Nevertheless, we decided to find the second parking lot on our own. But we didn't expect the guide to follow us on his moped. When we discovered the access road while driving past, he used the time we needed to turn around to simply block the path. So we drove past the street and "hid" us in the next side street. When we drove back after about 5 minutes, the way was free again - like in kindergarten. Unfortunately, we still couldn't find the second parking lot, so we just took a few shots in a field of lava rock and the volcano in the background.
Rip off the second
On the way to our second destination of the day, the temple complex of Besakih, we came to the second and fortunately last police check of the day. The 'game' was the same again, except this time the policeman immediately spoke of a fine of 100,000 rupees. We tried again our tactic to just talk to him in English and were successful with the first officer. He sent us one control station further, to his colleague. When a policeman with a gold watch, a huge ring and Ray-Ban sunglasses looks through the side window, I personally no longer have a serious impression of him. And we have often read that the police here in Bali rip off tourists into their own pockets. It was a bit more difficult to persuade him to just let us continue than with the first two colleagues. But we were successful here too. I would like to assume from the boys that the sentence would hardly be that high for locals.
Besakih Temple
I had already reported about the pushy and sometimes even aggressive tourist trappers around the temples. Am Pura Besakih, the supposed "mother of all temples", should be no different. After long discussions we rented two such scraps of fabric again to tie them around our waists and climbed the temple. The complex is really very large, it consists of 30 individual complexes and is also really beautifully laid out. Access to the courtyard of the main temple is not permitted during a ceremony – unfortunately, as a guide explained, it lasts all day. However, for a small "donation" he would be willing to accompany us and that would be religiously okay again. But on the way around the complex you can look over the boundary walls.
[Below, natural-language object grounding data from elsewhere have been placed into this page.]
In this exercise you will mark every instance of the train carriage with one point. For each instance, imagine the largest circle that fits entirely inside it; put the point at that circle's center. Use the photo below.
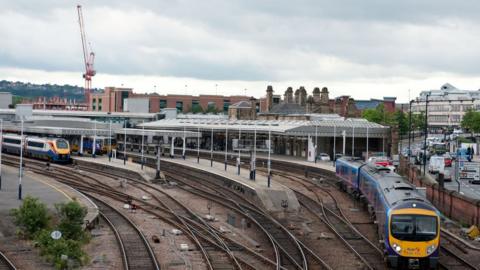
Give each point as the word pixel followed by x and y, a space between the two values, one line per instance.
pixel 51 149
pixel 408 224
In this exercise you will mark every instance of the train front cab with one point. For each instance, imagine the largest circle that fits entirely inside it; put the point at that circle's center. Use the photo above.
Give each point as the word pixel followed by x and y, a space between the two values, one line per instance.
pixel 61 149
pixel 413 238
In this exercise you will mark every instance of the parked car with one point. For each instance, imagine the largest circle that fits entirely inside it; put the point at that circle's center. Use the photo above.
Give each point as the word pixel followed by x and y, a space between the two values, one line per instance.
pixel 323 157
pixel 448 160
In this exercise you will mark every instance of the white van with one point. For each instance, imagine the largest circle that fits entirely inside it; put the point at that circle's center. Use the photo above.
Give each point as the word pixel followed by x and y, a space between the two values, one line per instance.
pixel 436 164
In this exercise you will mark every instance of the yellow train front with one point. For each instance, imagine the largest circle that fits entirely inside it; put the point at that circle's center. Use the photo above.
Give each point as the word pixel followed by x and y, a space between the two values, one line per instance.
pixel 408 224
pixel 413 232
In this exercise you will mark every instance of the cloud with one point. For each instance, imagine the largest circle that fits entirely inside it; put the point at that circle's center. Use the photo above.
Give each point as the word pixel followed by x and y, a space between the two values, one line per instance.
pixel 249 41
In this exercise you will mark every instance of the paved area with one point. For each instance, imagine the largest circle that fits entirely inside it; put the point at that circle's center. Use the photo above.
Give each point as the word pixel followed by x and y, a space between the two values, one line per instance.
pixel 46 189
pixel 271 197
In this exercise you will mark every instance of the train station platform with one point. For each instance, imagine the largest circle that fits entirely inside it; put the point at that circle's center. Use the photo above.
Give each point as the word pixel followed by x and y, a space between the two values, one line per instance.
pixel 272 198
pixel 46 189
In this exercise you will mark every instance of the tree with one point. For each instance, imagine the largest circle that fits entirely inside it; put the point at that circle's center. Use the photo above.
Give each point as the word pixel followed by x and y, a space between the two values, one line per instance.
pixel 211 108
pixel 31 217
pixel 471 121
pixel 71 215
pixel 402 122
pixel 379 115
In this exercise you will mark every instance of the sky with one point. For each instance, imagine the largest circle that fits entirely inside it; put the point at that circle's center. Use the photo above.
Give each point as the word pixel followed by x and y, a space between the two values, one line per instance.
pixel 365 49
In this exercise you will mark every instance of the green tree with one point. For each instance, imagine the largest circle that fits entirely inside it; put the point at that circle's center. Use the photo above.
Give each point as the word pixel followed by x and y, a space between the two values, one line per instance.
pixel 53 250
pixel 211 108
pixel 401 121
pixel 72 215
pixel 31 217
pixel 379 115
pixel 471 121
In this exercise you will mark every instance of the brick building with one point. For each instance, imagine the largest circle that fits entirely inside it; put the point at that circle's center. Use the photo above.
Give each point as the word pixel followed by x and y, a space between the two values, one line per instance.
pixel 113 99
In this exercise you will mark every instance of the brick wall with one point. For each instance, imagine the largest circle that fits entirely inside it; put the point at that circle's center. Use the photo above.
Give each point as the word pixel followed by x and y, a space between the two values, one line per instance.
pixel 451 203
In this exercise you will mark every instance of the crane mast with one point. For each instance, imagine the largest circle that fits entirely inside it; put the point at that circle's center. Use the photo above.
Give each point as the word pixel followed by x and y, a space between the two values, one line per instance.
pixel 88 58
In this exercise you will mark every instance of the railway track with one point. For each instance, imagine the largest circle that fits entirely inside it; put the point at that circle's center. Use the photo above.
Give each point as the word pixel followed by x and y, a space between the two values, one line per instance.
pixel 5 263
pixel 135 249
pixel 456 255
pixel 216 258
pixel 332 215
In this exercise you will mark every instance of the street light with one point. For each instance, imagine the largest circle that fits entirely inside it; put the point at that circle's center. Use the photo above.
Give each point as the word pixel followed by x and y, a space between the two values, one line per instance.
pixel 1 142
pixel 269 150
pixel 316 142
pixel 21 163
pixel 425 139
pixel 211 149
pixel 239 139
pixel 125 143
pixel 198 145
pixel 143 138
pixel 94 146
pixel 226 146
pixel 110 141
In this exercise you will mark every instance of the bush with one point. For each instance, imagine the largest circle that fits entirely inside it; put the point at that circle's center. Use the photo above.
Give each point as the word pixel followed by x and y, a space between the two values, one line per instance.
pixel 31 217
pixel 53 250
pixel 72 215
We would advise future travelers to Bali to get their own sarong.
Lunch break at a beautiful rice terrace of Bali
We took our lunch break in a generous curve on the way to Ubud. From here we had a view of a very nicely landscaped rice terrace. The stop seemed to be popular with tourists, however, because another man with the parking tickets was sitting under a wooden shed. In Bali, we have always only been charged after parking. So we worked on our escape plan while eating. It looked like this: We packed all our things in the trunk, Bodo got into the car and unlocked my door from the inside. Meanwhile I pretended to take some pictures of the rice terraces with my iPhone. With a surprising jump, I made my way to the driver's door and was in my seat within seconds. The key was already in place and we drove away laughing loudly. Great fun!
Dinner in Ubud
At dinner in Ubud we finally met a sensible Balinese woman. It turned out that she was the owner of the restaurant. We sat cross-legged at low tables, which I actually only know from Japanese restaurants, and talked. We learned a lot from her about the special Hindu religion that is practiced here in Bali. We also found her name "Putu" interesting. In Bali it is customary for every first child to be given the name Putu. This is independent of gender and can be supplemented with another name as desired. The second, third and fourth child also gets a traditional name. After that, the names repeat themselves. For food we ordered Balinese specialties such as chicken in coconut milk with local vegetables and rice.